Xavier Jugelé, 37, a Paris police officer since 2010, fell victim to terrorism on Thursday evening (April 20). He was in a police vehicle on the heavily guarded Champs-Élysées, Paris's most famous boulevard, when a gunman opened fire, killing him and wounding two other officers, along with a bystander.

The gunman was shot dead as he tried to flee; the Islamic State in Iraq and Syria (ISIS) group claimed responsibility for the attack a short while later.

Jugelé was mourned on Friday by friends and fellow officers.

"He was a simple man who loved his job, and he was really committed to the LGBT cause," said Mickael Bucheron, president of Flag, a French association for lesbian, gay, bisexual and transgender police officers.

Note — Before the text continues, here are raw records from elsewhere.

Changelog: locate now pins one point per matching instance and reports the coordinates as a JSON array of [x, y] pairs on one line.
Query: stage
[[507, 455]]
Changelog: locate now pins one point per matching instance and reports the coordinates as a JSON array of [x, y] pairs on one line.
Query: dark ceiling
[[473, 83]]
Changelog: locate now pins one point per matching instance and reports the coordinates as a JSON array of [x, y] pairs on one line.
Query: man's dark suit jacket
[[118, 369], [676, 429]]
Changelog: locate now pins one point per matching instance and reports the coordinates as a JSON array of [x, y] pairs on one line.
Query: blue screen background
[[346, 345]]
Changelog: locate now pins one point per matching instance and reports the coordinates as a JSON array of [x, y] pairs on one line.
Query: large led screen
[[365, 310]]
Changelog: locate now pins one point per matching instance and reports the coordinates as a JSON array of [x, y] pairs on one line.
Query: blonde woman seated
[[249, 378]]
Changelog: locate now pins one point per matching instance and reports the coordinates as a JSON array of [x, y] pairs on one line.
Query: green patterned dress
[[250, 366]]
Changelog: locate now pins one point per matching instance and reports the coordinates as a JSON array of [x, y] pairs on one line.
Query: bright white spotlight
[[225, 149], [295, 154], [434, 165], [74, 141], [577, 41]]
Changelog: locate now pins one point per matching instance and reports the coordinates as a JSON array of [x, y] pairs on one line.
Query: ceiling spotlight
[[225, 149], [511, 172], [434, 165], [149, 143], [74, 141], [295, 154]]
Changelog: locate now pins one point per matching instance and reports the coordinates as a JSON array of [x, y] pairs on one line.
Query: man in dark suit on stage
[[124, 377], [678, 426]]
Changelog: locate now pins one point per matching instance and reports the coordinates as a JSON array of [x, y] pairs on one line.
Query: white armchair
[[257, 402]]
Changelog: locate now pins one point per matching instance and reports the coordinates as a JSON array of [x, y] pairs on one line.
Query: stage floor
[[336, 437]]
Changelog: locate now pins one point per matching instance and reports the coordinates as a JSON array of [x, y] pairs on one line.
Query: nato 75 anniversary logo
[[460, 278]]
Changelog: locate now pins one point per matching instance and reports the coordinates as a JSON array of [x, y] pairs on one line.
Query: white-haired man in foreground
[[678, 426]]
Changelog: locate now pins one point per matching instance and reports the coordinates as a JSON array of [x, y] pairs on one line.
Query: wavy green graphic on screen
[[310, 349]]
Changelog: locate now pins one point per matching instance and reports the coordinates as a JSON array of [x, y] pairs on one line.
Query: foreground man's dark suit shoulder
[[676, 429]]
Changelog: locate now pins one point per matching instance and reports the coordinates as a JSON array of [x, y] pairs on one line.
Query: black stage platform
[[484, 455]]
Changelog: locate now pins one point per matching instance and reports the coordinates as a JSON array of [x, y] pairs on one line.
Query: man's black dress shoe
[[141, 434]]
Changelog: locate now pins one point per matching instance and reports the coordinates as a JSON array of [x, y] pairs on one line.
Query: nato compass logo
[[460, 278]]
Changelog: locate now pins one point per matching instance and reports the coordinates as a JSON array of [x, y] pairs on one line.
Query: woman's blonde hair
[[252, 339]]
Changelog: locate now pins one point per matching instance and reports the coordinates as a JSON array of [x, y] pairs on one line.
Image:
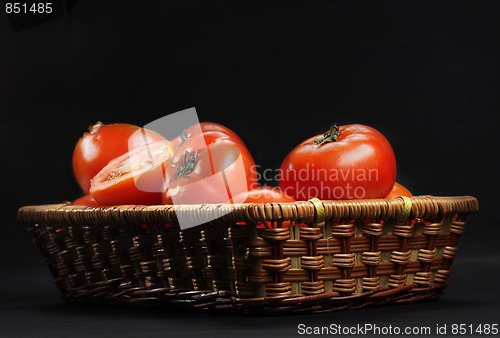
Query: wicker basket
[[333, 255]]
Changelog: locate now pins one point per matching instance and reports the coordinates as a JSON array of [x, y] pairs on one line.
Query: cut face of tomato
[[135, 177]]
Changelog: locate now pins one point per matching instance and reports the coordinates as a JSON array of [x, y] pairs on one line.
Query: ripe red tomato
[[86, 200], [399, 190], [102, 144], [209, 175], [205, 128], [347, 162], [265, 195], [135, 177], [210, 165]]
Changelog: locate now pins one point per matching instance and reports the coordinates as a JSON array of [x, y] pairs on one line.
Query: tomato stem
[[184, 137], [188, 167], [330, 136]]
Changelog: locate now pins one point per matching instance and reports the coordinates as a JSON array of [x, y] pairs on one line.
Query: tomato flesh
[[102, 144]]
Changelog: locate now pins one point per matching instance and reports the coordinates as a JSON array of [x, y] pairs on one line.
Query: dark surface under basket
[[361, 254]]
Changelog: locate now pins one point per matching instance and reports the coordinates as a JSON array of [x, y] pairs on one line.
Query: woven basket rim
[[304, 211]]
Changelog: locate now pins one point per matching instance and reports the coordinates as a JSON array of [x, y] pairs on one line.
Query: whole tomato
[[104, 142], [208, 166], [347, 162], [135, 177], [86, 200], [399, 190], [206, 128]]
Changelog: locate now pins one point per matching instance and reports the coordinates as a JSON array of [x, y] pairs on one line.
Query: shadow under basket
[[311, 256]]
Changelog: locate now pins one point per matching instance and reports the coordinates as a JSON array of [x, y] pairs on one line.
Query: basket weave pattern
[[362, 253]]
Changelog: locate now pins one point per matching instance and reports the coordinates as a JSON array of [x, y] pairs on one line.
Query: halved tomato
[[135, 177]]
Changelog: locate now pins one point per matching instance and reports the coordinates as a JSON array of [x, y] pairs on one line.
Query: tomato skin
[[222, 169], [104, 142], [135, 177], [360, 164], [399, 190], [86, 200], [223, 166], [204, 128], [263, 194]]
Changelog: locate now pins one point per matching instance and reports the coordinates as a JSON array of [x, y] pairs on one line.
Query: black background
[[425, 74]]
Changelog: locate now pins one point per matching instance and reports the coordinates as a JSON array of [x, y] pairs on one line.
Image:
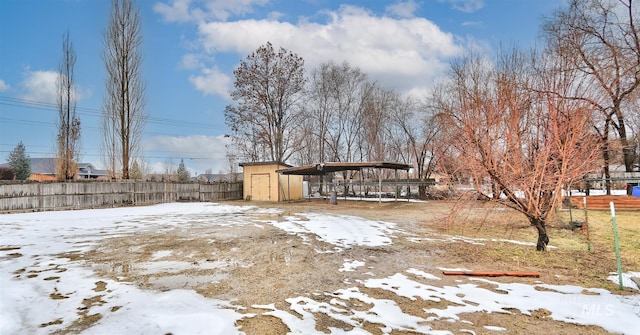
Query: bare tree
[[415, 137], [124, 113], [527, 145], [268, 85], [600, 41], [68, 139]]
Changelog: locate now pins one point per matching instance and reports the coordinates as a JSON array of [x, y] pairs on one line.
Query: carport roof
[[328, 167]]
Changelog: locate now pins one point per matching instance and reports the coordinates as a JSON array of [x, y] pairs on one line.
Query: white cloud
[[212, 81], [403, 53], [4, 86], [403, 8], [472, 23], [200, 152], [467, 6], [39, 86], [219, 10]]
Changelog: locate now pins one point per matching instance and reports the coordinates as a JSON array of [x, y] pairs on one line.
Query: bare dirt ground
[[265, 265]]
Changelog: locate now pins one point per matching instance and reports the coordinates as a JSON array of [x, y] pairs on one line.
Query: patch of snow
[[495, 328], [349, 265], [626, 279]]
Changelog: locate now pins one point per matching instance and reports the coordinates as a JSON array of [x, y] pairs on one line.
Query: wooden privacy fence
[[18, 197]]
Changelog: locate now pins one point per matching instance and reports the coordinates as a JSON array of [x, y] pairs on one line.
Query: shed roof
[[264, 163], [328, 167]]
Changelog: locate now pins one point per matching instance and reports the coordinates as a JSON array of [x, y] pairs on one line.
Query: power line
[[46, 106]]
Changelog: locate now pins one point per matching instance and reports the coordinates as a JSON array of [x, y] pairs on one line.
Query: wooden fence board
[[21, 197]]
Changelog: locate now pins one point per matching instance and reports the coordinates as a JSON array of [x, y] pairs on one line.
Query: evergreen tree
[[19, 162], [183, 173]]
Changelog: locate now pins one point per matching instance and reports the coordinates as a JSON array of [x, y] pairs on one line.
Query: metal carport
[[331, 167]]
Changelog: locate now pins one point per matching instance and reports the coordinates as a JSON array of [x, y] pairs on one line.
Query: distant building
[[44, 169]]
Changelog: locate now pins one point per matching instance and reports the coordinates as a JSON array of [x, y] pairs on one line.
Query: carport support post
[[289, 187], [379, 186], [408, 190], [616, 243], [396, 182]]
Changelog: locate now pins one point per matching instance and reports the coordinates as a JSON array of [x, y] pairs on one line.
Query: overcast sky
[[190, 48]]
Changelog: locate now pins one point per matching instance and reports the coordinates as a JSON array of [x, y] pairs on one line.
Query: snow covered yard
[[203, 268]]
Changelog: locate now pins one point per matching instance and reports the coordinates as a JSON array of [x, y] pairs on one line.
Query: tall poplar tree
[[124, 113], [68, 122]]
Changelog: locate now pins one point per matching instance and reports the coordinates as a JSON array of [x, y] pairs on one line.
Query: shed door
[[260, 187]]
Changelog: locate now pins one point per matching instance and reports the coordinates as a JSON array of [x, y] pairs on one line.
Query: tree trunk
[[422, 190], [543, 238]]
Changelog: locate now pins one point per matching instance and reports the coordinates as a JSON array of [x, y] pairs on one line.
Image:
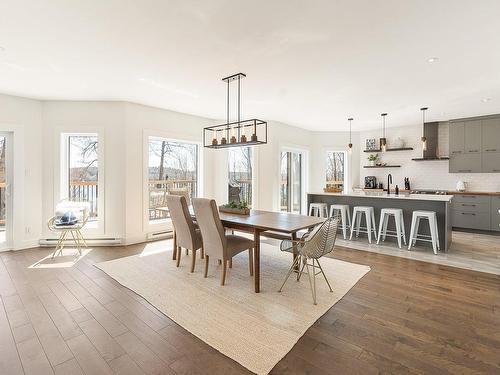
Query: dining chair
[[310, 248], [217, 243], [187, 235]]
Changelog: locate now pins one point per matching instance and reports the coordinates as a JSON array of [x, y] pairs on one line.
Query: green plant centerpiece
[[372, 158], [233, 207]]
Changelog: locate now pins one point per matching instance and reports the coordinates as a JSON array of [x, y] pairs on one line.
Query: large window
[[82, 170], [335, 170], [240, 174], [172, 169], [291, 181]]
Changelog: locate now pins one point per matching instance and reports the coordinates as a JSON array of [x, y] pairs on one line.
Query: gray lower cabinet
[[471, 212], [495, 214], [491, 162], [465, 163]]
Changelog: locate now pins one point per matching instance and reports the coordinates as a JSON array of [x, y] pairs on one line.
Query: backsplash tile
[[423, 174]]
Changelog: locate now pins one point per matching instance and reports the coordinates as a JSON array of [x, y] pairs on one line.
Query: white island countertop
[[380, 195]]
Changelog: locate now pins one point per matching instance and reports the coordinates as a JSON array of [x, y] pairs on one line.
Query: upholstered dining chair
[[310, 248], [216, 243], [188, 236]]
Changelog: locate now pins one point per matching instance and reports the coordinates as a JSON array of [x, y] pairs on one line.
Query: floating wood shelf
[[392, 149], [436, 158], [381, 166]]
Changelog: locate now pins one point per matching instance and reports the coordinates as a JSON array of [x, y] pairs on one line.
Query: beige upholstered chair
[[217, 244], [188, 236]]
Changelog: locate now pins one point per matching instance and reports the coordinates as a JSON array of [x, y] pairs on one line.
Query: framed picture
[[371, 144]]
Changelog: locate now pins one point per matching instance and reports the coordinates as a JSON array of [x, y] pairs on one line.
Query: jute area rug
[[255, 329]]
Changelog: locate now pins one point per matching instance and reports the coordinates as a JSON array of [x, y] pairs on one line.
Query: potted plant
[[372, 159], [235, 208]]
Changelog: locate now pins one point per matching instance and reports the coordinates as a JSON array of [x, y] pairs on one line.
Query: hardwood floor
[[404, 316]]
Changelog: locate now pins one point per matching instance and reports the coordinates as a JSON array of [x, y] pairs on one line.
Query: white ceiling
[[309, 63]]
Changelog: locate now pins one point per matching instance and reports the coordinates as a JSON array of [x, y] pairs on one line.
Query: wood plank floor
[[403, 317]]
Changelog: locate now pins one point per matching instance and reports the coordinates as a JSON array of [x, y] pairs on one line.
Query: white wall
[[123, 129], [23, 117], [423, 174]]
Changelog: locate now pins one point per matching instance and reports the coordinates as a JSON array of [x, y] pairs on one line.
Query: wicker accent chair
[[309, 249]]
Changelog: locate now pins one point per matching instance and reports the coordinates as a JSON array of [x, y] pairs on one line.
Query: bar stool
[[371, 224], [345, 216], [385, 214], [415, 222], [318, 209]]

"He joined the association a few years ago, and he protested with us when there was the homosexual propaganda ban at the Sochi Olympic Games."

The son of a former member of the armed forces, Jugelé was born on May 2, 1979, in Bourges and grew up in Romorantin-Lanthenay in central France. He was in a civil union. He and his partner did not have children.

Before 2010, Jugelé was part of the Gendarmerie, one of the two national police forces. He recently had farewell drinks with colleagues because he was set to leave the Paris force and join the Judicial Police, an agency that pursues suspects and serves search warrants, among other functions.

"He was aware of the risks of the job and the terrorist threat, although we did not speak a lot about it," Bucheron said. "He was a great man and friend, it is a big shock for us."

Juglé joined protests against Russia's ban on "homosexual propaganda" before the 2014 Olympics. He also went to Greece to help police officers deal with migrants who had crossed the Aegean Sea and were seeking shelter in the European Union.

Yves Lefebvre, secretary-general of the police union Unité SGP Police-Force Ouvrière, said that Jugelé had been known for his professionalism and as "an excellent colleague."

President François Hollande of France, speaking from the Élysée Palace on Thursday evening, said that an official tribute would be paid to Jugelé in the coming days.

Matthias Fekl, French interior minister, visited the hospital where the two wounded police officers were being treated and expressed his support on Twitter for their relatives.

Fekl added that flags at police stations would be flown at half-staff in tribute.

France has been under a state of emergency since the attacks of November 2015 in and around Paris, which included the assault on the Bataclan that left 90 people dead.

Returning to the concert hall a year later for the Sting concert, Jugelé told People Magazine in an interview: "I'm happy to be here."

"Glad the Bataclan is reopening. It's symbolic," he said. "We're here tonight as witnesses. Here to defend our civic values. This concert's to celebrate life. To say no to terrorists."

He added: "It doesn't feel strange, it feels important. Symbolic."